Discussion
In the last 10 years, multiple public databases such as Exome Variant Server (https://evs.gs.washington.edu/EVS/) (ExomeVariantServer), 1000 Genome Project (https://www.ncbi.nlm.nih.gov/variation/tools/1000genomes/) (Genomes Project et al. 2015), ExAC (gs://gnomad-public/legacy) (Lek et al. 2016), gnomAD (https://gnomad.broadinstitute.org/) (Karczewski et al. 2020) and ABraOM (https://abraom.ib.usp.br/search.php) (Naslavsky et al. 2017) have facilitated the identification of rare pathogenic variants in the represented populations by publicly sharing the genomic data of, mostly, healthy individuals in an accessible way. However, these databases are de-identified and do not harbor phenotypic information of included individuals. Therefore, these databases are not optimized for the interpretation of rare variants possibly associated with rare phenotypes, particularly those characterized by mild presentation, incomplete penetrance, and/or late onset.

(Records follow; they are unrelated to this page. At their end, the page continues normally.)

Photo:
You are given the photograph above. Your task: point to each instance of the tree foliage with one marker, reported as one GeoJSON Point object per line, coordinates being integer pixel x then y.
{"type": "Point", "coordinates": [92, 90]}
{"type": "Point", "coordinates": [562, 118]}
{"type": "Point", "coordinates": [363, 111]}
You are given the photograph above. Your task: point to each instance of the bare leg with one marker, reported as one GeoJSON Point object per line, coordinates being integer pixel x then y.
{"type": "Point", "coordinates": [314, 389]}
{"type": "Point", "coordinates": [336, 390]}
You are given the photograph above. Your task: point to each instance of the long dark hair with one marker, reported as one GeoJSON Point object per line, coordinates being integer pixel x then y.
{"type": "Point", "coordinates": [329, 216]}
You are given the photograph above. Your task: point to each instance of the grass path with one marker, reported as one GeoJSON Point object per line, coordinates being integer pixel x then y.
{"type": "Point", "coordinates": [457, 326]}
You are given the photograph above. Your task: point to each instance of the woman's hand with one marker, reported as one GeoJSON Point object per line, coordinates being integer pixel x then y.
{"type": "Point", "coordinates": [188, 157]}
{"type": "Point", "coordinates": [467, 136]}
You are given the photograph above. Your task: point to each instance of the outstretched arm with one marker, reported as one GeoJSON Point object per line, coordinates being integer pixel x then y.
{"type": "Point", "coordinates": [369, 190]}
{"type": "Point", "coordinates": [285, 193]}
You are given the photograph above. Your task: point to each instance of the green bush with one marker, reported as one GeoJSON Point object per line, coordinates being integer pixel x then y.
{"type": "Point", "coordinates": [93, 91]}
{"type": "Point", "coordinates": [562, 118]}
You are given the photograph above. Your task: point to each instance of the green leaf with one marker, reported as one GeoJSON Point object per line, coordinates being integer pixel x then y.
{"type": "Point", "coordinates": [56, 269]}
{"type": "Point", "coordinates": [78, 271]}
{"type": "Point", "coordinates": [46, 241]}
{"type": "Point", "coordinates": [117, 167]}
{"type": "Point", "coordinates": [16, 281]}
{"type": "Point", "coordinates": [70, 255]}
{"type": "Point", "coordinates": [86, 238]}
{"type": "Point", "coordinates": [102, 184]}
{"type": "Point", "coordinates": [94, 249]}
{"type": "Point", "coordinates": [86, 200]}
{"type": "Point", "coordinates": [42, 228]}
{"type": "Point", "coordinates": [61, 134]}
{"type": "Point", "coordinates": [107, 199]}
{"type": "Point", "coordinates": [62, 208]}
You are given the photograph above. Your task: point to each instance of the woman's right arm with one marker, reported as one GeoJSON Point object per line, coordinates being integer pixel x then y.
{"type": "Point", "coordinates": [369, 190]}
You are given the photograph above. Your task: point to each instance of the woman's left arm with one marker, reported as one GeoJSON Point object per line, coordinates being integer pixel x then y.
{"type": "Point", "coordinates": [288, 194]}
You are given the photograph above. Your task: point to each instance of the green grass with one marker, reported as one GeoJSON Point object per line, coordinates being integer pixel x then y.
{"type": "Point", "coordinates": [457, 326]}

To overcome this limitation, databases such DECIPHER (Firth et al. 2009), MyGene2/Geno2MP (Chong et al. 2016), VariantMatcher (Wohler et al. 2021) and Franklin (Genoox) have created a public way to share genomic and phenotypic data from individuals with rare phenotypes that is easily accessible to researchers, clinicians, health care providers, and patients. While they are each queried in a slightly different way, they all harbor accessible genomic and phenotypic information from patients with rare phenotypes. The use of these databases has supported the identification of novel disease-causing variants and the more precise classification of many variants of uncertain significance. To date, most of the VUSs investigated in databases such MyGene2/Geno2MP, VariantMatcher and Franklin could be classified as benign after close comparison of the phenotypes facilitating identification of stronger candidate causative variants for the phenotypes being investigated (Wohler et al. 2021).
We plan to follow the successful Matchmaker Exchange (MME) model to connect these databases and others in a federated network using the GA4GH Data Connect standard. This will facilitate data sharing, the identification of individuals harboring the same variant, and the exchange of phenotypic information making variant classification more specific. Users will be able to choose the most appropriate database to share their data and easily query other connected databases for similar cases. When a match occurs among connected databases, the users will automatically and simultaneously receive an email notification informing them of the presence or absence of a match in the queried database(s). A matching email contains the matching data (genomic +/- phenotypic features), contact information of the users to whom they matched, and additional metadata that will be shared at the discretion of the databases that harbor the matching cases. Subsequently, the matched users can choose to contact each other to exchange further information about their cases including detailed phenotypic information.
If there is no match in any of the queried databases, the submission will only be stored in the database from which the query originated, not the external databases queried. In the future, if the users would like to repeat the query, they would need to send the submission again. In some databases, such as VariantMatcher, the users have the option to automatically resend the data from their submissions to the other chosen databases on a periodic basis.
Variant information in the format of genomic location is the minimal requirement to start a query among the connected nodes. Matching on variant features such as zygosity or phenotypic features in addition to the required variant will also be supported by some of the databases such VariantMatcher. However, even if some of the databases match only on the variant information, we expect that the users querying the databases through the Data Connect API will also submit zygosity information in addition to detailed phenotypic information so this information can be shared in the email notification which will facilitate further communication among the users who matched. To enhance the likelihood of a match on pathogenic variant databases such VariantMatcher and Geno2MP only harbor rare coding variants.
We will follow the recommendations of the Consent Task Team from the GA4GH Regulatory and Ethics Working Group Since and individual written informed consent will typically be required since variant-level data and/or phenotypic data will be provided. Each database will manage the security and privacy of the data they harbor.
By connecting variant-level databases that also facilitate phenotypic data access, we expect to improve the variant classification process in research and clinical settings and also to increase the discovery rate of novel disease-causing variants by increasing the specificity of matches. Nevertheless, incomplete penetrance, variable expressivity of the phenotype, age of onset, and zygosity are some of the factors that should be considered when the variants and phenotypes are being compared before the final classification of a candidate variant.